Domande d’asilo giù dell’11 per cento sul 2025, i tre quarti in Italia, Spagna, Francia e Germania
Bruxelles – Nel mese di aprile 2026, sono stati 42.960 i cittadini di Paesi terzi che hanno presentato per la prima volta una richiesta di protezione internazionale in uno Stato membro dell’Unione europea. Le domande di asilo in UE sono diminuite sia rispetto all’anno precedente con un calo dell’11 per cento – ad aprile 2025 il numero di richiedenti era 48.465 – sia rispetto al mese precedente del 9 per cento – a marzo 2026 il numero di richieste ha toccato le 47.155 unità. A rivelare questi ed altri dati numeri sull’andamento dei flussi migratori verso l’UE è Eurostat – l’Istituto di statistica dell’Unione europea – in un report pubblicato oggi (16 luglio).
Nelle cosiddette domande di seconda istanza, presentate da coloro che si sono già visti rifiutare una precedente richiesta, ad aprile 2026 è stato rilevato un incremento rispetto all’anno precedente, ma un calo rispetto a marzo 2026: sono state 9.145, il 17 per cento in più rispetto ad aprile 2025 ma il 9 per cento in meno rispetto a marzo 2026.
Rimane una costante fissa la nazionalità maggiormente rappresentata tra i richiedenti d’asilo: come nel marzo 2026, il Venezuela è il Paese principale fra i richiedenti di protezione e accettazione in UE, con 4.875 richieste, seguito da Afghanistan (3.830), Bangladesh (2.630) and Sudan (1.720).
Da sole, Italia (9.710), Francia (8.645), Spagna (8.350) and Germania (6.140) hanno ricevuto i tre quarti delle domande di asilo, fino al 76 per cento delle prime richieste. Ad aprile 2026 nell’UE c’erano 9,5 richiedenti asilo ogni 100.000 persone. Questo è stato un dato mai visto in UE. Rispetto alla popolazione di ciascun Paese dell’UE (al 1° gennaio 2026), i tassi più elevati di richiedenti per la prima volta sono stati registrati in Grecia (26,1), davanti a Lussemburgo (20,6) e Irlanda (18,7).

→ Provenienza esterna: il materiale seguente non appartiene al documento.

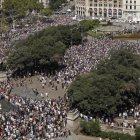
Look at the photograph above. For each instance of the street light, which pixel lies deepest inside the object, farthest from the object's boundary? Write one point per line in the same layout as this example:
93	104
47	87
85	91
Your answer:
71	35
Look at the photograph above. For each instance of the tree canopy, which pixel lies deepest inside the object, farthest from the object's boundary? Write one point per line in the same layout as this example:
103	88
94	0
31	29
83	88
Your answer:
113	85
55	5
44	48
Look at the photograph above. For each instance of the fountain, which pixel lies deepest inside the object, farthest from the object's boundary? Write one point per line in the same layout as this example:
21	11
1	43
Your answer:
110	29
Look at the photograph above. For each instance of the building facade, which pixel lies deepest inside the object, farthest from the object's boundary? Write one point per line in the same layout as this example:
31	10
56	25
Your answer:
108	8
131	9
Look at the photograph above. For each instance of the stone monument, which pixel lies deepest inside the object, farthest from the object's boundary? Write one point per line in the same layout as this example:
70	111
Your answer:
73	120
0	107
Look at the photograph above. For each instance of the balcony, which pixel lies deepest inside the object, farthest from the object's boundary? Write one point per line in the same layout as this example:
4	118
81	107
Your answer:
90	10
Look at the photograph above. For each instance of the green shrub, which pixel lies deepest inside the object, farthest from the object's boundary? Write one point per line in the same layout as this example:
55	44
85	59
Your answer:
109	23
104	135
91	128
85	127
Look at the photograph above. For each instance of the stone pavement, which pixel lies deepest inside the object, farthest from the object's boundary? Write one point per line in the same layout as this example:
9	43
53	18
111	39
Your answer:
22	91
81	137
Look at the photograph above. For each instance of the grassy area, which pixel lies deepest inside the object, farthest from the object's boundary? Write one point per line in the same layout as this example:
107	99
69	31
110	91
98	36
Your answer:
90	33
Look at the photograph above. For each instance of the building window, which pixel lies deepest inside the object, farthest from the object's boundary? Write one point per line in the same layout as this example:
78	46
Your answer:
100	5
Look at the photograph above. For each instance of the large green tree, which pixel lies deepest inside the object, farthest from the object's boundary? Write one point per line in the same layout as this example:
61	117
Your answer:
114	84
43	49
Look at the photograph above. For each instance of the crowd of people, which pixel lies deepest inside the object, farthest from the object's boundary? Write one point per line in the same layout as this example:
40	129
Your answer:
21	33
47	119
44	119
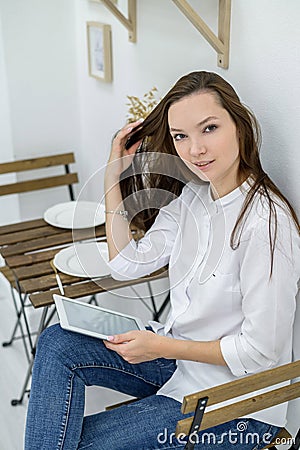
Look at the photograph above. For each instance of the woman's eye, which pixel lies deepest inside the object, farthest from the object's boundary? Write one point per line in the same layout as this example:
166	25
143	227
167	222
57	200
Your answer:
178	137
210	128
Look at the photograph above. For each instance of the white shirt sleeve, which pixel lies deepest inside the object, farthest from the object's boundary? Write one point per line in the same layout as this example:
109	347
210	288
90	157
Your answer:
268	303
151	252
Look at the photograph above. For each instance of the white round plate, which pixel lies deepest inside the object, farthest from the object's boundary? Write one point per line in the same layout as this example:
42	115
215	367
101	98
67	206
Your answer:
84	260
75	215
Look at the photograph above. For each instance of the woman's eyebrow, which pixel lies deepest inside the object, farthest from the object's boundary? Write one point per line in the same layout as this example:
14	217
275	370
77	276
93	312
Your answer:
200	124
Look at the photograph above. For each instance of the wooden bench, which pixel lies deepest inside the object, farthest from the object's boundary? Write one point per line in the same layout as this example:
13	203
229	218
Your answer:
64	177
203	420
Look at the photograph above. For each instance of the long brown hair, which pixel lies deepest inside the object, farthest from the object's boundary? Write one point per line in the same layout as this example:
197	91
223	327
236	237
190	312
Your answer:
147	172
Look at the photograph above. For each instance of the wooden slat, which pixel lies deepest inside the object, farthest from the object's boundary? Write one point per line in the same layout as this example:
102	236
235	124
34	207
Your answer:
242	408
242	386
87	288
22	226
27	235
8	274
51	241
282	438
33	271
40	183
37	163
31	258
46	282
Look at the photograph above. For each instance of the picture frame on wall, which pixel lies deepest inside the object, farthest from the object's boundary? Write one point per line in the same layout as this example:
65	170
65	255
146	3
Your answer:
99	51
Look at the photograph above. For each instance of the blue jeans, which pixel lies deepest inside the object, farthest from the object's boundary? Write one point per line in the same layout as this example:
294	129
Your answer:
66	362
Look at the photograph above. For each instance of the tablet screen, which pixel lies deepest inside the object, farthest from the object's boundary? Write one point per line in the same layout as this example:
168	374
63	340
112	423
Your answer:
97	320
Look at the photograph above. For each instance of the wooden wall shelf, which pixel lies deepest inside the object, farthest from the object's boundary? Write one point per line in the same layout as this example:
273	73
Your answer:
220	43
128	22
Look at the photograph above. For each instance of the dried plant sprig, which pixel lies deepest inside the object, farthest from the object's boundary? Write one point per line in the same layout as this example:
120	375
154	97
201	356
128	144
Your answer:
141	108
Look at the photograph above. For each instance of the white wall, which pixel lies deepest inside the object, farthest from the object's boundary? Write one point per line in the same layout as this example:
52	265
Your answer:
39	41
9	206
55	105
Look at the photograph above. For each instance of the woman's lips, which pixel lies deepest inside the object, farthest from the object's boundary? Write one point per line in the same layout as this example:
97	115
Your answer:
203	165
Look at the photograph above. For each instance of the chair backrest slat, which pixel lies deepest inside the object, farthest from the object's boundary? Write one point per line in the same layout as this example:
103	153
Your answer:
243	386
37	163
40	183
242	408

Una categoria a parte è quella dei minori non accompagnati. Sono stati 930 quelli che hanno fatto richiesta di protezione internazionale all’interno dell’UE ad aprile di quest’anno. La maggior parte di loro proviene dalla Somalia (190), dall’Afghanistan (100), dal Sudan (75), dall’Egitto (75) e dal Venezuela (55).